It's just a phase. You'll grow out of it.

Many parents hope that, as their children grow up, those children will cling to values their parents hold dear. This often includes social values, such as music and fashion choices. Children, being the free thinkers that they are, will also be influenced heavily by their friends. Sometimes, this leads to children gravitating toward styles that the parents see as "rebellious." As goths, we're very familiar with our parents being less than pleased with our choices.

"So are you only going to wear black now? All the time?"
"That music is so depressing! How do you even dance to it?"
"That makeup makes you look like you're dead."
"A long black dress and pointy boots? No son of mine's going out looking like that!"

Many of those same parents consoled themselves by chalking it up to teenage rebellion and saying to each other, "It's just a phase" before trying to fall asleep at night. And for many of the parents, regardless of what scene their children were into, they were correct. As soon as they were off to college, or wherever their urges to leave the nest led them, they molted from the trappings of their youth and emerged a few years later with a new understanding of the world and a desire to conform to social norms.

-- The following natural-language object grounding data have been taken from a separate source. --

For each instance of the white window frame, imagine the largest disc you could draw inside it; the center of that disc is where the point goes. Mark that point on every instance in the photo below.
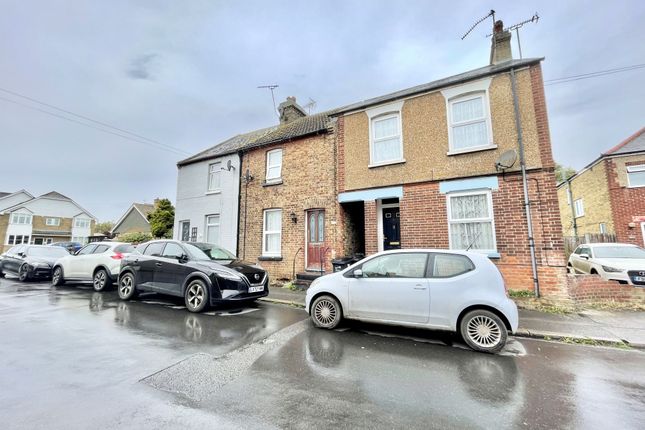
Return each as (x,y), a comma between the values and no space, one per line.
(16,217)
(80,222)
(214,224)
(54,222)
(635,169)
(214,169)
(277,178)
(465,92)
(490,218)
(381,113)
(579,207)
(265,233)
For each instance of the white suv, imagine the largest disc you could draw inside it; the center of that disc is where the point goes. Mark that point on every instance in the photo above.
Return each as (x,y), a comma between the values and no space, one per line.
(98,262)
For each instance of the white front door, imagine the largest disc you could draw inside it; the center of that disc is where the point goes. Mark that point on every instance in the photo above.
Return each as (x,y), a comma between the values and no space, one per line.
(394,287)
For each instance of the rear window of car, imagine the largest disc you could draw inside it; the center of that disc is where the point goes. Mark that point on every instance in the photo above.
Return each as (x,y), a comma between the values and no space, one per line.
(124,249)
(449,265)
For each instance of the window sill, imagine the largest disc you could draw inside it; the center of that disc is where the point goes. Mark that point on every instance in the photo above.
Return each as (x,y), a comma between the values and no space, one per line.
(272,182)
(269,258)
(469,150)
(386,163)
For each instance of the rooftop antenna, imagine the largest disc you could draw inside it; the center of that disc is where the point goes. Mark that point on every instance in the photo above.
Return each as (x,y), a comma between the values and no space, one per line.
(271,88)
(517,27)
(490,14)
(309,106)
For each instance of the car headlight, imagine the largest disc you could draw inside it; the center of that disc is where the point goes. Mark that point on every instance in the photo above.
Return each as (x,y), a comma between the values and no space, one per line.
(610,269)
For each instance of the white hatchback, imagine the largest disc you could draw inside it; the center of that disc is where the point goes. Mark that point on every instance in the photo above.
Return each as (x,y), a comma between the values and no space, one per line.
(436,289)
(98,262)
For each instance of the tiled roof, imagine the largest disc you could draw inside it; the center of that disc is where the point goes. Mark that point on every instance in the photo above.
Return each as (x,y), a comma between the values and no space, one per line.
(634,143)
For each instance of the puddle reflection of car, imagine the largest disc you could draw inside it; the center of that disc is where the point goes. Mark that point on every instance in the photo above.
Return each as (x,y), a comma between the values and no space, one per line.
(184,270)
(455,291)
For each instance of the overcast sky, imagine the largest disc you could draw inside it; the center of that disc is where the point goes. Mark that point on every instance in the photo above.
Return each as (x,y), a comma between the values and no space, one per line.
(184,73)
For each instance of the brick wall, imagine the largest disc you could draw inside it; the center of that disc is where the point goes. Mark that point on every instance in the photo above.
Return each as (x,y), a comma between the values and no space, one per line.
(308,182)
(626,203)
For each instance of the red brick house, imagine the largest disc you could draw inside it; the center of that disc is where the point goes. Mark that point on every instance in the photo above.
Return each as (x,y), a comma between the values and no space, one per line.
(421,168)
(608,195)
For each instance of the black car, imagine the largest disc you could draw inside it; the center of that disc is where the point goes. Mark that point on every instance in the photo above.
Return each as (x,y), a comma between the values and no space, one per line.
(30,261)
(184,270)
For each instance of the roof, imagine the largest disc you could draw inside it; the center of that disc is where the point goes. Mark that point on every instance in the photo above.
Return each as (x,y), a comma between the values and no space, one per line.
(312,124)
(442,83)
(634,143)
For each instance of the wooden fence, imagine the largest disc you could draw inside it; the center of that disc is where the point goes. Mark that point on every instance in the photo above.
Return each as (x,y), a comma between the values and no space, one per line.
(572,242)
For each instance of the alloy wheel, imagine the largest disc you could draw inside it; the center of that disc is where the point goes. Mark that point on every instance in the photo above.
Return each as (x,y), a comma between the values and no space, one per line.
(484,331)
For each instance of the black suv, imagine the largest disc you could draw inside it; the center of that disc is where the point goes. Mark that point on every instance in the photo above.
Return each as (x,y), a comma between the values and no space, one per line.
(184,270)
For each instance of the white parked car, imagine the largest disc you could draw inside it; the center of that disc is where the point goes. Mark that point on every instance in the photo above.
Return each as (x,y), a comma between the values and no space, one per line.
(436,289)
(620,262)
(98,262)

But some did not. Those same experiences reinforced the idea within them that they are different, and that their changes were endemic to their personalities, and not just a factor of teenage rebellion. Fortunately, we now live in a society where people aren't (usually) burned at the stake, literally or figuratively, just because they're different. Certainly some goths do have to "dumb down" their overall aesthetic for the sake of earning a paycheck, but their time off work is still their own. Some of us have worked our way into prominent positions in media and merchandise, and have started making products and entertainment for ourselves. We may be accused of "arrested development" because we still do things we enjoyed when we were young, but many of us have careers, mortgages, children, and other things that people widely use to describe "grown-ups."

But a curious thing has happened. We aged. No one saw it coming, but it happened. Now many cities have entire scenes of goths and death rockers who are in their 40s and even 50s. We still dress the part, play the old music, form bands and make new music. And we are not the first. There were the heavy-metalers before us and the rock-and-rollers before them. All of these were thought of as rebellious scenes designed to annoy parents, but continued on and have people still involved in those scenes well into their old age.

Where do we go from here? Simple: we keep doing what we've always done. There may come a day where it will be laughable that someone my age (whatever that age may be. 60? 70?) will still want to play in a band, but if we didn't stop in our youth when people were laughing, why would we stop now, or at any age? I fully expect to see concerts, fashion, and other creative endeavors from my peers, and hope to be doing so myself. Or maybe, if I should be lucky enough to live so long, I'll wake up on my 90th birthday, realize "This isn't me," and finally walk away from this childish, rebellious "phase." If not, I hope they play 45 Grave at my funeral. That music is so depressing. How do we even dance to it?